All this stigma surrounding the breed has also led many pit bulls to be held in shelters across the United States, and many of the dogs to be euthanized.Owning a Pitbull or any other dog also means proper veterinary care, daily exercise and proper training. The term “pit” in Pitbull comes from ratting, since rats were placed in a pit so they couldn't escape. Before the start of the Civil War, immigrants from the British Isles brought Pitbulls to the United States. Pitbulls were bred from old English bulldogs who gained popularity in a cruel sport called “bull bait”.You can have a great time with a Pitbull playing flyball, running and frolicking outdoors, and even splashing in a lake because they love to swim.

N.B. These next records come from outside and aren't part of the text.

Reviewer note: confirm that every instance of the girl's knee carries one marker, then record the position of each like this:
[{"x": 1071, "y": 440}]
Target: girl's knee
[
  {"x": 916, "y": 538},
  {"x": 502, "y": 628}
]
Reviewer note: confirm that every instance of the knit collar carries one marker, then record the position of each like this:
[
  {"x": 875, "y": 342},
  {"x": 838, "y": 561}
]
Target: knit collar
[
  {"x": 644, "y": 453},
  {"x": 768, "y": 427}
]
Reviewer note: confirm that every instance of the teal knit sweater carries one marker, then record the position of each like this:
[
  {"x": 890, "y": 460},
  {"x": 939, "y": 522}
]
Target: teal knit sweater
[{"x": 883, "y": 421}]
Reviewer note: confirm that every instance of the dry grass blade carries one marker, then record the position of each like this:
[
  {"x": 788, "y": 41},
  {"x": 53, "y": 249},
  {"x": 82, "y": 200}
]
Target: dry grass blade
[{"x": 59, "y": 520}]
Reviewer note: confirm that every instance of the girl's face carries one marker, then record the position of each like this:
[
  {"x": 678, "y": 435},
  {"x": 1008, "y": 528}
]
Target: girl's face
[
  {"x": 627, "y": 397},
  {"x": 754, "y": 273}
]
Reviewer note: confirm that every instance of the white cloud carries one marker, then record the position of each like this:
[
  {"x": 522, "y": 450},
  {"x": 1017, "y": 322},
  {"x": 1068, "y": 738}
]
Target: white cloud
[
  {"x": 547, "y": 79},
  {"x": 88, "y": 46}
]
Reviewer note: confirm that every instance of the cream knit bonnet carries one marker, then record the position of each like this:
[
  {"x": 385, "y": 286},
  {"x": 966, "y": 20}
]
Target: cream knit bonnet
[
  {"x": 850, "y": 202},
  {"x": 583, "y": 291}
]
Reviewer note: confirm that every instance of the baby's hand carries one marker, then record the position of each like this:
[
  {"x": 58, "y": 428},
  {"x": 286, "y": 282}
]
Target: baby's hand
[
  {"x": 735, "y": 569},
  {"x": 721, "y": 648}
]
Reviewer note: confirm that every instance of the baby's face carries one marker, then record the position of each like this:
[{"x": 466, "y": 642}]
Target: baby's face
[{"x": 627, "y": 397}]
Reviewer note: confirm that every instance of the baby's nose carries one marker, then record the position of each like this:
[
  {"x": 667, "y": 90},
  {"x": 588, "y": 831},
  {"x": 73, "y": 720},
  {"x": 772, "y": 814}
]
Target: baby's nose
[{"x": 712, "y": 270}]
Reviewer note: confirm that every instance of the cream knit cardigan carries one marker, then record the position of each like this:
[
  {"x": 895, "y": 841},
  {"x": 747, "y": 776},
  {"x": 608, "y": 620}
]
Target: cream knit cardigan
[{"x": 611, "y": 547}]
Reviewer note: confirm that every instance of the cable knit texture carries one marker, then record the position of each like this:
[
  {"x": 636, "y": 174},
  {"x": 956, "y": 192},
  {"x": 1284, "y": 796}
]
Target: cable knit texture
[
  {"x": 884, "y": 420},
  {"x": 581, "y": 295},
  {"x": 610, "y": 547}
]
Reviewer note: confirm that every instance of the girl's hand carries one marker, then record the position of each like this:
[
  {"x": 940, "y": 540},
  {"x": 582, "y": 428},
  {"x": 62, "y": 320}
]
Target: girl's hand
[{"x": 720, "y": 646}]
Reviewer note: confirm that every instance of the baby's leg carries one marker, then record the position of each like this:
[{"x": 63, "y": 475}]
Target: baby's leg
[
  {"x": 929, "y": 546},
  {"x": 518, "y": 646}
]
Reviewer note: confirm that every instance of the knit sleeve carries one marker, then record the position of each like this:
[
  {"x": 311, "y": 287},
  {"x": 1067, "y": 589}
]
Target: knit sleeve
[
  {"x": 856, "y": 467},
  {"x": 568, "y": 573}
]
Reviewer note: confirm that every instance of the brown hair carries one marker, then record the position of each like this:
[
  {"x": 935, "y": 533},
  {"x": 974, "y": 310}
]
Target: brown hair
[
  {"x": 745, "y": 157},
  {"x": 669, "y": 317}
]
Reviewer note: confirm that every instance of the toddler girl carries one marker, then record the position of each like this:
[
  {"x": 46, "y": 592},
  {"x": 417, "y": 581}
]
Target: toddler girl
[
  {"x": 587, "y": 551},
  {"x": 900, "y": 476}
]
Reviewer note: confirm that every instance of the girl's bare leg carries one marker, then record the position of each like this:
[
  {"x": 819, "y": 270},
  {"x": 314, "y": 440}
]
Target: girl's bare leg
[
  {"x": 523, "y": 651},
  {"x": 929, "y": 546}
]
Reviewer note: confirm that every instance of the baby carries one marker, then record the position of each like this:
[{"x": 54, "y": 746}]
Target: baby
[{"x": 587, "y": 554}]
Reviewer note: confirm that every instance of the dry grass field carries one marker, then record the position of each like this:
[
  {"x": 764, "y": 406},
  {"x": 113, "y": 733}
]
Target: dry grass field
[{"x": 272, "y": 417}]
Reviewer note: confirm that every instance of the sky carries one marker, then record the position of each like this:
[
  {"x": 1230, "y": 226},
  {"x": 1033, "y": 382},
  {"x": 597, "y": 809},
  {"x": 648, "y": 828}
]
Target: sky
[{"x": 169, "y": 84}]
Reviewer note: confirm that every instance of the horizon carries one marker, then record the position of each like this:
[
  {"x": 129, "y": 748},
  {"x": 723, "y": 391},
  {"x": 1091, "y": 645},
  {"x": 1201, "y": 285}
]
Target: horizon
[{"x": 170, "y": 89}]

Kids can enjoy taking a family Pitbull for long walks, running with him in the yard, and just frolicking and having fun. A survey by the United States Veterinary Medical Association found that collies and toy breeds were more likely to bite than pit bulls.It's unfortunate that many people have stereotyped Pitbull-type dogs, such as the American Staffordshire Terrier, as a more ferocious and dangerous dog than other breeds. Distinguishing one breed from another is no easy task, and even experts sometimes can't determine if a Pitbull is an APBT, AST, or SBT.Sure, they can be as problematic as any other dog breed, but pitbulls can also be just as loving and loyal. With proper training and socialization when young, they can make wonderful companions for children.

It's never OK to make a general statement about a particular dog breed, like what is commonly done with pitbulls.

Leah Alm
Leah Alm

Total tea advocate. Subtly charming web junkie. Freelance baconaholic. Freelance thinker. Hipster-friendly sushi maven.